Why is this? Well, scandal sells, and the behavior of these figures is scandalous by design. Indeed, some of them compete in conjuring up ever new and more shocking scandals. And the media, keen to maintain their own notoriety at any cost, keep playing right into the hands of these bogus people, become less and less trustworthy, and provide some credibility to the accusation of “fake news.”

8 II 2023: Government or entertainment?

Reactions of Republicans in Congress to President Biden’s State of the Union address revealed, I think, something about the way many of them view government. There were shouts, boos, and other interruptions. I guess the standard was set by Marjorie Taylor Greene with her outcries and other attempts to draw attention to herself, but many other Republicans also joined in the fun.

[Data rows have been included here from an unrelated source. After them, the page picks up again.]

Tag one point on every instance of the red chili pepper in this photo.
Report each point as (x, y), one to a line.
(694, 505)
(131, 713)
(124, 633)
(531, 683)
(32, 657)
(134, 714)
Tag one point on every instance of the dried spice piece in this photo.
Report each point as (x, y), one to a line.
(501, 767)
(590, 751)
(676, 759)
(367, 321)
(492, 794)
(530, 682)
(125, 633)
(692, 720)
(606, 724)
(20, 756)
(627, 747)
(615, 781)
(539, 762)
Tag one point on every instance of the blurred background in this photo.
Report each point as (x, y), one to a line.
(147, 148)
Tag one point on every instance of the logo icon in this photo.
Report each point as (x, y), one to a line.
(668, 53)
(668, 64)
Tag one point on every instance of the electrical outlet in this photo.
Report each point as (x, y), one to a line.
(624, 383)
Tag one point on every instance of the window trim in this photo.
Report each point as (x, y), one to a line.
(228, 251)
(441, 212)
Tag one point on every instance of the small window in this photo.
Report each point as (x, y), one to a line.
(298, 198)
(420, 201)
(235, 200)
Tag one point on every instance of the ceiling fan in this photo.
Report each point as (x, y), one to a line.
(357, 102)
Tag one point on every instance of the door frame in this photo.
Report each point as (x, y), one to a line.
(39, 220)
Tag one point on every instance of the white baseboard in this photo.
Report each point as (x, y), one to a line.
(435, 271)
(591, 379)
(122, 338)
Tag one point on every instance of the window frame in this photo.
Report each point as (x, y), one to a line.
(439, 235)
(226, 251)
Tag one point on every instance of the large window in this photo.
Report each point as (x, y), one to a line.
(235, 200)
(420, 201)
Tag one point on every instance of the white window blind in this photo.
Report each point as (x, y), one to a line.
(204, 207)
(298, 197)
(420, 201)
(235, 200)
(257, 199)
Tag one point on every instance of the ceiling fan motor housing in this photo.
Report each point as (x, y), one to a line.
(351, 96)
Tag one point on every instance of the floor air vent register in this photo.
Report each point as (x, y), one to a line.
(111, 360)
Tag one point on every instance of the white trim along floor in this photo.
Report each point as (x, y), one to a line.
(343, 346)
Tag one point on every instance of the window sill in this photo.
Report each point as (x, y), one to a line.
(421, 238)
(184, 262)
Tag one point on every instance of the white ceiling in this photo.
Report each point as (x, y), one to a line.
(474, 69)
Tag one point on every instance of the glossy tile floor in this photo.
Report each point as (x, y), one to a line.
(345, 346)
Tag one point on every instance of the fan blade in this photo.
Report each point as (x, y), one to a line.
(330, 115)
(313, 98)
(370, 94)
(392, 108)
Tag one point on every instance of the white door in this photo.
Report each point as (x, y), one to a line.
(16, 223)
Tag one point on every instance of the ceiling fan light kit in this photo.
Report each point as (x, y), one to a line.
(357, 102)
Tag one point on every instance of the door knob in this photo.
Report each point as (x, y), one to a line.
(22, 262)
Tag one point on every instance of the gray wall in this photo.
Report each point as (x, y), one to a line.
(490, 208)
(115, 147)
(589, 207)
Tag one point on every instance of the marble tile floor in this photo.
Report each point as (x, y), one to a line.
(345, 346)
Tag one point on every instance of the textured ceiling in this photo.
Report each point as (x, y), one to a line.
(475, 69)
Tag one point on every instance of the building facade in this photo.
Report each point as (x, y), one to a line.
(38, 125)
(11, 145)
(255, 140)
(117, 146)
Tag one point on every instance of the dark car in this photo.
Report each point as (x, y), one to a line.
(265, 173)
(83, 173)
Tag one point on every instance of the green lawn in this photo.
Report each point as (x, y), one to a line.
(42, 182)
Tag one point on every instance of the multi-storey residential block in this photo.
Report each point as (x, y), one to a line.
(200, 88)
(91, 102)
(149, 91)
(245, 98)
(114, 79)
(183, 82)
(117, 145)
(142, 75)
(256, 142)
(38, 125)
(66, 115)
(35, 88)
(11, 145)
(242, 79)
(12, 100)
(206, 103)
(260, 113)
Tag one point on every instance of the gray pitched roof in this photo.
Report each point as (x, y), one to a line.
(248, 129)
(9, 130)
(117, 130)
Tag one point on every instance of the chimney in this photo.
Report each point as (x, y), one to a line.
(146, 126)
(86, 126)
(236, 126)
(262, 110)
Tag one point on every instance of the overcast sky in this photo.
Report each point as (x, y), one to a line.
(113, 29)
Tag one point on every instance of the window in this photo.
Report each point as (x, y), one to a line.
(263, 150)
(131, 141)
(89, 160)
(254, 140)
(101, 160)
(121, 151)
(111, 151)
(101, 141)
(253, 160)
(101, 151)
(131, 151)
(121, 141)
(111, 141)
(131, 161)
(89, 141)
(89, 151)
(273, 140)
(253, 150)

Let’s not consider the impropriety of this kind of behavior at a formal government event. Rather, let’s ask at what kind of event such behavior would be expected. We see fans at sporting events let it all hang out in cheering their favored team and reviling their opponents. In another setting, the old Golden Rod showboat in St. Louis advertised its old melodramas by inviting playgoers to “Cheer the hero, hiss the villain!”

I think many Republicans, especially the MAGA and semi-MAGA types, view political life and government as a highly competitive game in which mindless support of their “side” and unrelenting denunciation of the other are all that matters. We could also say that very many Republicans in Congress view government as a melodrama in which they are the heroes and their opponents the villains. In both cases, government is not about real life, but is a game or drama that is a faint copy of real life.

2 II 2023: Bowdlerized history

De Santis has blocked African-American studies from the Florida schools. His mindless slogan is “We want education, not indoctrination,” as if the bowdlerized version of American History he wants to inflict on the children is not a mendacious indoctrination. If De Santis were a German demagogue, he would want to exclude the Nazi period from German history courses.